Effects of the rate of acetylcholine receptor synthesis on the severity of experimental autoimmune myasthenia gravis.

The effect of target organ manipulation by means of denervation and treatment with anabolic steroids on the severity of disease in EAMG was assessed in inbred rats. Unilateral limb denervation, a procedure known to increase the AChR content of muscle, 'protected' the denervated leg against antibody-mediated AChr loss in acute EAMG induced by passive transfer of mAb 35 directed against the main immunogenic region. Also in chronic EAMG, brought about by immunizing rats with AChR in complete Freund's adjuvant, the AChR loss of the denervated leg was about one fourth (13.5 vs. 53%) of the control leg. In both acute and chronic EAMG the amount of AChR complexed with antibody was lower in the denervated leg. This lower AChR occupancy with antibody in the denervated leg occurred also in conditions of marked antibody excess and was therefore due to enhanced AChR synthesis. Next the effect of treatment with a weakly virilizing anabolic steroid nandrolone in chronic and acute EAMG was examined in order to examine whether a hypothesized enhanced synthesis of AChR would protect animals from disease. In the absence of an immunosuppressive effect, in terms of concentration of antibodies to AChR, nandrolone treatment protected the rats from severe disease in the chronic EAMG model as shown by the fact that of the 9 rats 6 showed mild (1+) disease and 3 no disease at all; conversely 6 out of 9 control rats showed severe (3+) disease.
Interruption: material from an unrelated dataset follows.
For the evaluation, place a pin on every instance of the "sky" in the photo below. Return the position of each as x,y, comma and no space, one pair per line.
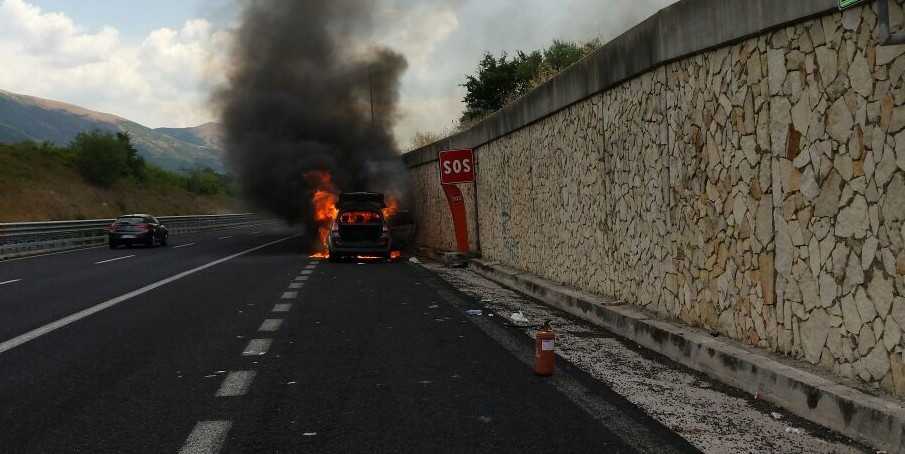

Rats treated with nandrolone showed a 48 +/- 1.7% loss of AChR compared to a loss of 58 +/- 3.6% in the control rats, suggesting enhanced AChR synthesis. When nandrolone-pretreated rats were given acute EAMG by passive transfer of mAb 35 a paradoxical effect was seen. In contrast to the controls all of the rats pretreated with nandrolone showed severe signs of EAMG; this was associated with a higher loss of AChR and increased consumption of complement C4 as suggested by decreased concentrations of C4 in the serum. Results show increased AChR synthesis to protect against chronic EAMG both in terms of clinical disease (nandrolone) as well as AChR loss (nandrolone, denervation). In addition it was shown that nandrolone increases serum C4 consumption which in the complement-dependent acute EAMG model causes enhancement of the severity of clinical disease and increased AChR loss.